To program the mathematical function b^e, where b and e are non-negative integers, a recursive method can be written and used. Assume an existing method sqr(int a) that returns an integer, that is the square of int a.
public static int exp(int b, int e)
{
if(e == 0)
return 1;
else if (e%2 == 0)
return sqr(exp(b,e/2));
else
return b*exp(b,e-1);
}
This program takes advantage of the property that (a^b)^c = a^(b*c). For example, 3^16 = (3^8)^2. Therefore, if the exponent e is even, the next call uses e/2 while the entire result is simply squared. The advantage then is that this program runs in O(log e) efficiency, rather than the O(e) efficiency, had the boolean test of e being even not been tested.

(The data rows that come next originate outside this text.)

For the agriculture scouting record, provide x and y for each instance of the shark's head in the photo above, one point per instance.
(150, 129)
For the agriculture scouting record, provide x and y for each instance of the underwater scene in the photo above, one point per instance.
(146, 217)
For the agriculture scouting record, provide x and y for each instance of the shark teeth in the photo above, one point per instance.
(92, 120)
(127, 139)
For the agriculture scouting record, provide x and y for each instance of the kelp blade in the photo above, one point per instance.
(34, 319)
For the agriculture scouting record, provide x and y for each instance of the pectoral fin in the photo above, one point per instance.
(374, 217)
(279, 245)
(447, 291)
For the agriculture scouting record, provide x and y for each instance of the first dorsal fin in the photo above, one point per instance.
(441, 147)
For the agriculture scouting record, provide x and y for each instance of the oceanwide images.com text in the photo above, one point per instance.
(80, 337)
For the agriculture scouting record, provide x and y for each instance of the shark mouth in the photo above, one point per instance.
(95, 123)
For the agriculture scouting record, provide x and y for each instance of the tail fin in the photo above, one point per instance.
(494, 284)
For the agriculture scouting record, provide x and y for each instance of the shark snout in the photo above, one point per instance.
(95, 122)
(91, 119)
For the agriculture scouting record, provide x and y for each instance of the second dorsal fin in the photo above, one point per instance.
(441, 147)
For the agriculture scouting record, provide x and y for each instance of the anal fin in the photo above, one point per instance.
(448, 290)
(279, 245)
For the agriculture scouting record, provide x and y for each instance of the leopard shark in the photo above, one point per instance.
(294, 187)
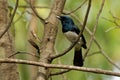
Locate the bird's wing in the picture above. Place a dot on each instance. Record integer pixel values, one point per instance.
(77, 30)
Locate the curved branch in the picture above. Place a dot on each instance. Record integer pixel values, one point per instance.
(59, 73)
(92, 70)
(76, 8)
(83, 27)
(42, 20)
(12, 17)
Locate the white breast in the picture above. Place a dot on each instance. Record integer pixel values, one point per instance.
(71, 36)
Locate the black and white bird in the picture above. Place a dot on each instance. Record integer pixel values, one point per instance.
(71, 31)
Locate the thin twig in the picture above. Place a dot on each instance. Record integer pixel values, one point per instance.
(55, 66)
(83, 27)
(26, 6)
(94, 30)
(97, 52)
(102, 51)
(96, 42)
(59, 73)
(41, 19)
(76, 8)
(11, 19)
(23, 53)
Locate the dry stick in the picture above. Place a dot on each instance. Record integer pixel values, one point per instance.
(94, 30)
(59, 73)
(23, 53)
(83, 27)
(76, 8)
(10, 22)
(25, 6)
(41, 19)
(92, 70)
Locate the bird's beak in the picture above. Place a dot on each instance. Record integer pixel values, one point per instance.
(58, 17)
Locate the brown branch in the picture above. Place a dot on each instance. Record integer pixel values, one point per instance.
(83, 27)
(23, 53)
(94, 30)
(102, 51)
(92, 70)
(26, 6)
(59, 73)
(76, 8)
(35, 12)
(10, 22)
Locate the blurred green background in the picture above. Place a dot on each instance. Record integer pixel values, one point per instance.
(107, 35)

To illustrate the running of the program using memory stacks, illustrated up-side-down, here's a case of an even exponential. For example, to calculate 3^4, or running of exp(3,4):
- return exp(3,4)
- return sqr(exp(3,2))
- return sqr(exp(3,1))
- return 3*exp(3,0)
To see what each memory stack returns to the previous, follow each from the bottom of the list back up:
- 3*exp(3,0) --> 3 --> exp(3,1)
- sqr(exp(3,1)) --> 9 --> exp(3,2)
- sqr(exp(3,2)) --> 81 --> exp(3,4)
- return exp(3,4) //equals 81
Indeed, 3^4 = 81 as returned. Note that exp(3,3) was never called, since during exp(3,4), as 4 is an even integer, it directly halved the exponential called next, and moved onto exp(3,2). While a linear efficiency only would've meant an extra step in this scenario, the difference will be more pronounced when the exponential gets substantially bigger. Consider exp(3,80): instead of 81 calls, this logarithmically efficient method would only have to call exp(3,80), exp(3,40), exp(3,20), exp(3,10), exp(3,5), exp(3,4), exp(3,2), exp(3,1), exp(3,0) for a total of 9 calls.